The main innovations are separation of association parameters in the parental and conditional terms in the likelihood, and conditioning on the inheritance vector. The former has been implicitly done by previous authors [5, 33, 35] who fit a saturated model to the parental mating type. Here, a distinction is made between genotype frequencies and association effects in the parents, which allows more parsimonious models to be fit, including haplotype coding under the HWE assumption. When the mating type model is saturated, all families are the same size and all sibships have the same trait vector, then the association effects cannot be identified in the parental terms and the present model is equivalent to previous work. A related approach is the decomposition of total assocation into between- and within-family components [20, 21, 24]. In a prospective design, the within-family association is a valid estimate in the presence of population stratification [24]. However in the retrospective design used here, the frequency model does not factor out of the likelihood when the data are complete, and so must be correctly specified. This approach is therefore never valid under population stratification, unlike the present model.

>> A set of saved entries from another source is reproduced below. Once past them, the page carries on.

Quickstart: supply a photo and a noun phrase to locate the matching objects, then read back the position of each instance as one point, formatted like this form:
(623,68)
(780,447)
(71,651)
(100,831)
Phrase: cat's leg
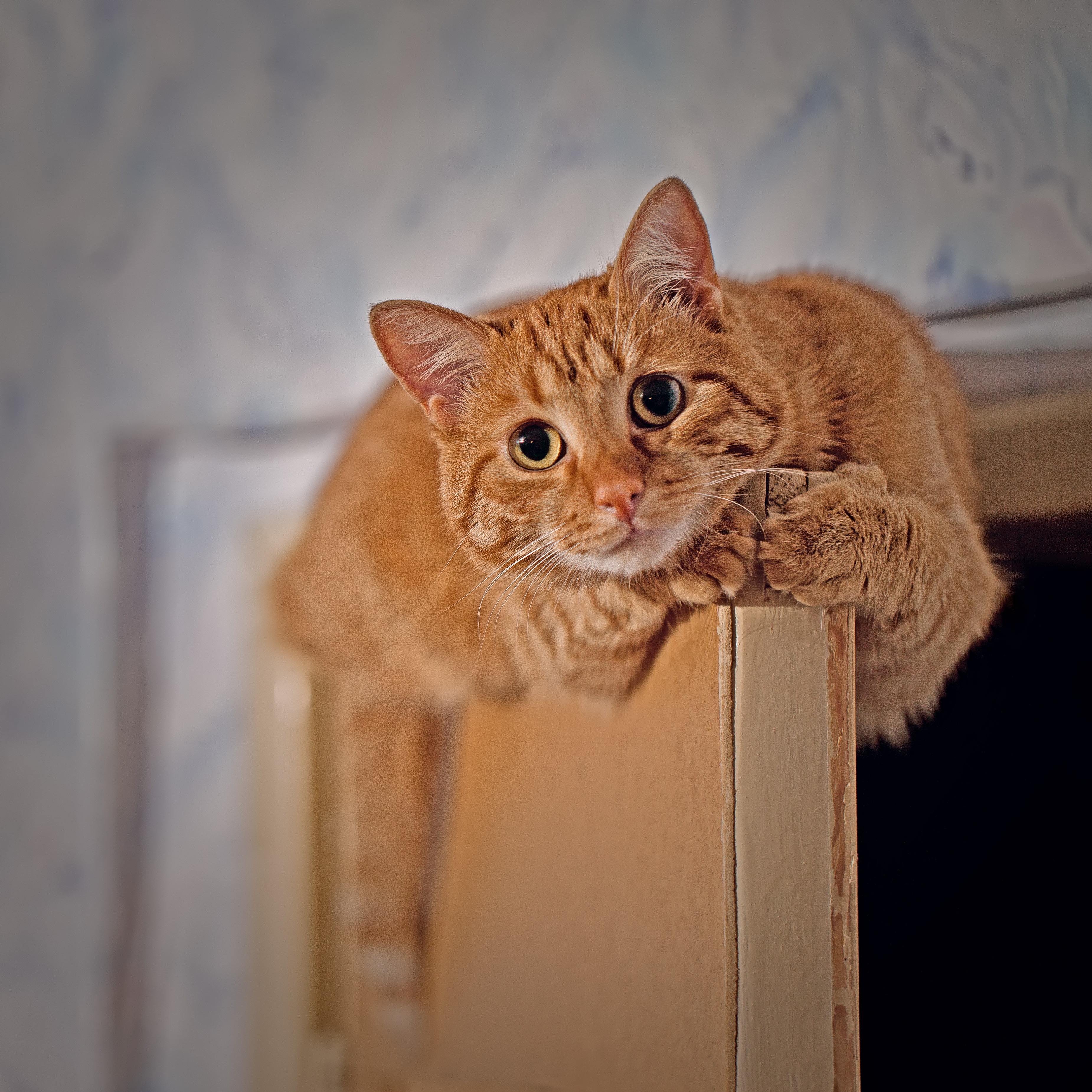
(919,576)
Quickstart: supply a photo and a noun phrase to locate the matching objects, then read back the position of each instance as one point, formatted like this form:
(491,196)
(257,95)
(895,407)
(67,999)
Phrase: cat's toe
(729,562)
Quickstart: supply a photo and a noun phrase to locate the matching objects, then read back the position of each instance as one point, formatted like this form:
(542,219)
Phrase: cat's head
(600,429)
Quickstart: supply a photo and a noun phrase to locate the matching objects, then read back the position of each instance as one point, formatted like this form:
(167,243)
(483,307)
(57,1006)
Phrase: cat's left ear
(434,352)
(666,254)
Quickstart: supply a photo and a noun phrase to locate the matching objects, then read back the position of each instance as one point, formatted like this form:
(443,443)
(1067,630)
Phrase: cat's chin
(639,552)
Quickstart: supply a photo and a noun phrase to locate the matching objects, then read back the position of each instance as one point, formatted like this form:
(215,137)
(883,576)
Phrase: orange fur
(434,566)
(804,371)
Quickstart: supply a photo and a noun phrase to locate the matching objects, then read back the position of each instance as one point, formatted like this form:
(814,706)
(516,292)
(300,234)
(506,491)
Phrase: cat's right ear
(435,353)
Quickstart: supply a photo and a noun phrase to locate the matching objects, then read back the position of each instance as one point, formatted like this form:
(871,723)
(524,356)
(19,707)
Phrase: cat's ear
(432,351)
(666,254)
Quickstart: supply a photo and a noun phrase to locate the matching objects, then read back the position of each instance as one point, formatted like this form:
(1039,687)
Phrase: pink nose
(619,497)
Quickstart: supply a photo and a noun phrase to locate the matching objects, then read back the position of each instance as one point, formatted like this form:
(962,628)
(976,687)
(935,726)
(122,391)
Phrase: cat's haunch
(580,488)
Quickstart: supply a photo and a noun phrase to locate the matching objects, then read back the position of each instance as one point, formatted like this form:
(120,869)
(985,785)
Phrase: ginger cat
(569,490)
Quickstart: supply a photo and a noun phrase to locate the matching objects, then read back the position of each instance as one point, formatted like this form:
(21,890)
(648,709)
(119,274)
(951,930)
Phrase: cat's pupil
(659,397)
(534,443)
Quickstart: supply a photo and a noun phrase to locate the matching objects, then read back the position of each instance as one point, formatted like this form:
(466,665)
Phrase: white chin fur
(633,555)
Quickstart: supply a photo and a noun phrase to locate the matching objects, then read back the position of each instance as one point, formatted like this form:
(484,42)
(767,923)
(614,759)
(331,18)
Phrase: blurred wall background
(199,201)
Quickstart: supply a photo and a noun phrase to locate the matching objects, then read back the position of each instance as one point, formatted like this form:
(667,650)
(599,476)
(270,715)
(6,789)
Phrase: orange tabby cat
(587,450)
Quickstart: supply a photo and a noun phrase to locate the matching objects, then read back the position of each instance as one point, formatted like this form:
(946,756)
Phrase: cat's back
(364,575)
(865,367)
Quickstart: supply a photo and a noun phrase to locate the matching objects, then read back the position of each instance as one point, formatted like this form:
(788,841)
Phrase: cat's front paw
(728,556)
(819,549)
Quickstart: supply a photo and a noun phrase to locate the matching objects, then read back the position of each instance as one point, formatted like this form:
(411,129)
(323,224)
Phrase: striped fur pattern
(433,566)
(803,371)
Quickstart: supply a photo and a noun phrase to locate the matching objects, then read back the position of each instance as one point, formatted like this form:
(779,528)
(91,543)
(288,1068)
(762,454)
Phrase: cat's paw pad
(813,549)
(729,558)
(695,589)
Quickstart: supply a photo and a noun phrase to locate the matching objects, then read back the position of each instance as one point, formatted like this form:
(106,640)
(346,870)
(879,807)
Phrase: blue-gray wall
(199,200)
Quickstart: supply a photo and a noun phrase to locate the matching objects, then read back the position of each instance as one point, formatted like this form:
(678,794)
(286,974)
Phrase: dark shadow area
(972,851)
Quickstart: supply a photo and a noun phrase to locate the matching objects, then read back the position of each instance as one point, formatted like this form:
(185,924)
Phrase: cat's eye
(655,401)
(537,446)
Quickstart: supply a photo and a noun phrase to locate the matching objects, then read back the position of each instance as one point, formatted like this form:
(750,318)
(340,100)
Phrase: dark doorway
(972,844)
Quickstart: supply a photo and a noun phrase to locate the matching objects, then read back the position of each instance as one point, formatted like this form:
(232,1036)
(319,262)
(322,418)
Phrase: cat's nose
(619,497)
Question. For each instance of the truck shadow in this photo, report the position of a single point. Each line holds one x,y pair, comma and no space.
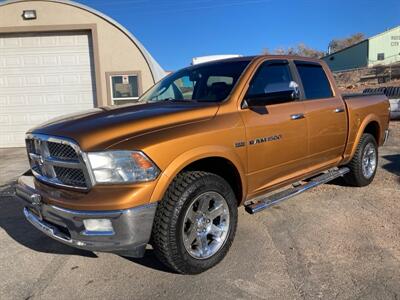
150,260
14,224
393,165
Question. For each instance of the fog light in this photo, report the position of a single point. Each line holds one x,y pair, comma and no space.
98,226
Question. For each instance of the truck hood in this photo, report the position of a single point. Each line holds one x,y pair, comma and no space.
100,128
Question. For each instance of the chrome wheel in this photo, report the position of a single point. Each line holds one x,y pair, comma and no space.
369,160
206,225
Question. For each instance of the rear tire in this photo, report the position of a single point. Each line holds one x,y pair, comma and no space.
195,223
364,162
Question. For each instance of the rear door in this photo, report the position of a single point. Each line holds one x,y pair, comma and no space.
277,133
325,114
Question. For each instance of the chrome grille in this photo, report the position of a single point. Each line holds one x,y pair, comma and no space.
73,177
62,151
57,161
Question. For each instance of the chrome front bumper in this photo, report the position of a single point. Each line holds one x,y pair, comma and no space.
131,227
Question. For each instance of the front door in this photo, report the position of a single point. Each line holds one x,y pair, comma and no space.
277,133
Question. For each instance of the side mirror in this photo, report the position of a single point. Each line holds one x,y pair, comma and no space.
274,96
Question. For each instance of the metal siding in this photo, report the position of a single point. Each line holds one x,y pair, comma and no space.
353,57
388,43
42,76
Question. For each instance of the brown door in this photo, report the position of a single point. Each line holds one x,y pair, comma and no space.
277,132
325,114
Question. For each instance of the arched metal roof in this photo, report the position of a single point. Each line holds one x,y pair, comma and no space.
156,71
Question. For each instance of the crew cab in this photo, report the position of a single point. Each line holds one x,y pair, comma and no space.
172,169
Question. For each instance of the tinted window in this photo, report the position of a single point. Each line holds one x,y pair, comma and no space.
315,82
270,77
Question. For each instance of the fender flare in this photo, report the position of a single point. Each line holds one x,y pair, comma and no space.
188,157
367,120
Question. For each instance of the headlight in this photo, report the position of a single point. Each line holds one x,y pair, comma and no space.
122,167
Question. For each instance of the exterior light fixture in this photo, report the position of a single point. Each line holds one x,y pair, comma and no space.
29,14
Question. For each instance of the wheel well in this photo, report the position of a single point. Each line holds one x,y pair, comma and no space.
222,167
373,128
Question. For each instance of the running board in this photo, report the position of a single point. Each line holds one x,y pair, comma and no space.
286,194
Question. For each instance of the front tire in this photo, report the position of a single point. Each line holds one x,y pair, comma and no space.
195,223
364,162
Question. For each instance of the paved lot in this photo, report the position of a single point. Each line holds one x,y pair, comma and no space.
332,242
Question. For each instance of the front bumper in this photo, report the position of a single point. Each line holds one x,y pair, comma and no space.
131,227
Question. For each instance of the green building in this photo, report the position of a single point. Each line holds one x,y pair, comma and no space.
381,49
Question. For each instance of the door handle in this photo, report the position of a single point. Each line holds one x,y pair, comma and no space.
339,109
297,116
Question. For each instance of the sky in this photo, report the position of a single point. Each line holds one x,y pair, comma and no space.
176,31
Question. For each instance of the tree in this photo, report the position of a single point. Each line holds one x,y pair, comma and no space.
339,44
301,49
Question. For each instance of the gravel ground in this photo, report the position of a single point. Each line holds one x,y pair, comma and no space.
332,242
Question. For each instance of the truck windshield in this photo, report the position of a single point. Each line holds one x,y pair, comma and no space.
211,82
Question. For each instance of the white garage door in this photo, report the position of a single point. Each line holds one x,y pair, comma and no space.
42,76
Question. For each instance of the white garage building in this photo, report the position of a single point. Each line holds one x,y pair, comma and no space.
59,57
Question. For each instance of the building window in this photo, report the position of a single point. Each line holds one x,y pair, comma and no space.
124,88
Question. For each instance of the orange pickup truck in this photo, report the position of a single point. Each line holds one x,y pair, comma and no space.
172,169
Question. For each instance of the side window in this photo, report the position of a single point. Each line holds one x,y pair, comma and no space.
270,78
316,84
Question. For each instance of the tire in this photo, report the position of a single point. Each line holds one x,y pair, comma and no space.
357,175
173,225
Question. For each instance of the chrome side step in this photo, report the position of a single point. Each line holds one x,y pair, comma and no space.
291,192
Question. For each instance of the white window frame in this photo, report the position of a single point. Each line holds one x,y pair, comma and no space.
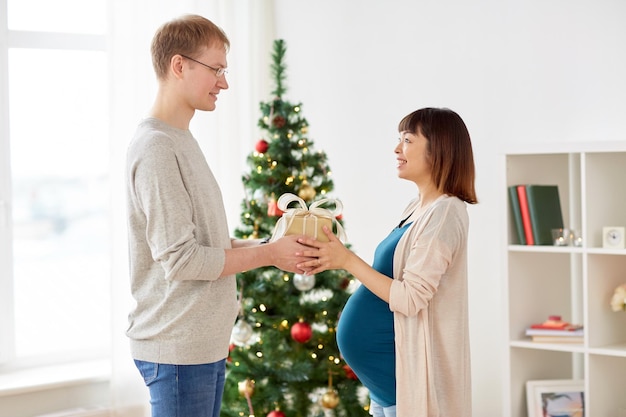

Conditioning on the inheritance vector was previously proposed in the context of conditioning on sufficient statistics for missing genotype data [9]. Those authors found a noticable loss of power, owing to a large number of uninformative families, and preferred to use a cluster variance estimate in a test without conditioning. Here, the conditioning has been set into a missing data likelihood framework, in which all families are informative for association. Comparison with the APL program, which estimates the haplotype-sharing probabilities without conditioning on linkage, indicate that the cost in power from the additional conditioning is very small. Further simulations (data not shown) compared power with and without conditioning, when no linkage was assumed, and again found the loss in power to be small.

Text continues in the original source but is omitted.